George,
Yep, these look like issues with the lens. At least with these subjects, it does seem that your lens is not working as well in this mode as mine does.
Any chance you can post out a full-size image and link to it? I'd like to see what the central portion looks like, and how fast it degrades away from center. The insect would be a lot better for this purpose than the screw thread, since I'm pretty sure it will have detail at a wide range of scale down to finer than any lens can resolve.
The markings on your objective mean that it's 10X with a Numerical Aperture of NA=0.25, designed for a tube length of 160mm and a cover glass thickness of 0.17mm. Tube length 160mm actually translates to 150mm from the shoulder of the mounting threads to where the image focuses -- the sensor plane in your case. There'll be some degradation from using the lens with no cover glass and with slightly wrong tube length, but I'm not sure how much of the problem is due to that and how much to something else. "Plan" indicates a flat-field correction, helpful for regular microscopy, but not necessarily an improvement when stacking because conceivably the flatter field comes at the cost of making other aberrations worse.
It might be informative to photograph some subject that has nice fine detail, and compare it to what you can see with direct view through the microscope. I'd recommend something like a moth wing -- fairly flat, good detail, not too shiny. If you can see much better directly through the scope, say with more detail and no color fringes over a wider field than the photo, that would suggest that the objective is designed to work with a highly compensating eyepiece and isn't going to work with direct projection onto the sensor. You could also do a check in reverse. Use your microscope eyepiece to look at an image formed by one of your enlarger lenses. If you see color fringes through the eyepiece that the sensor doesn't pick up, again that would suggest a significant eyepiece correction.
Just to check, do I have it right that these are with your Nikon D200, sensor size 23.6 x 15.8 mm?
--Rik
PS. (Edit) I reviewed some earlier postings at
http://www.photomacrography.net/forum/v ... .php?t=676. I see there that I suggested attacking the CA in your images with PTlens at Red-Cyan = -0.0040 and Blue-Yellow = +0.0060. I checked again with some images from my 10X objective, and the PTlens correction is only around Red-Cyan = -0.0018 and Blue-Yellow = +0.0019, less than half as much as for yours.
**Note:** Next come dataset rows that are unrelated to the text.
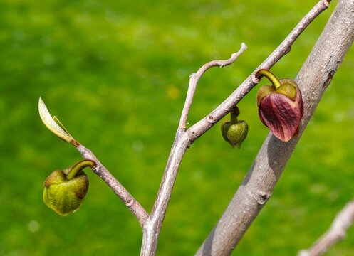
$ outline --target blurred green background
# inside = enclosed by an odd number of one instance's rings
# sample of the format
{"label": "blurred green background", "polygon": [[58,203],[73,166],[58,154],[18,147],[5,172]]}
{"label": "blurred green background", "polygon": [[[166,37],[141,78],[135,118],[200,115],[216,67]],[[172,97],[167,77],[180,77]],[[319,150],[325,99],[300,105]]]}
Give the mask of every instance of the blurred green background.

Assuming those numbers are right, that could have a significant effect on delivered resolution. While PTlens or any similar post-processing can eliminate the obvious color fringing, it can
not eliminate the smearing within each R,G,B channel that is caused by chromatic aberration interacting with a broadband light source. That just turns into resolution loss. A compensating ocular fixes both problems at once.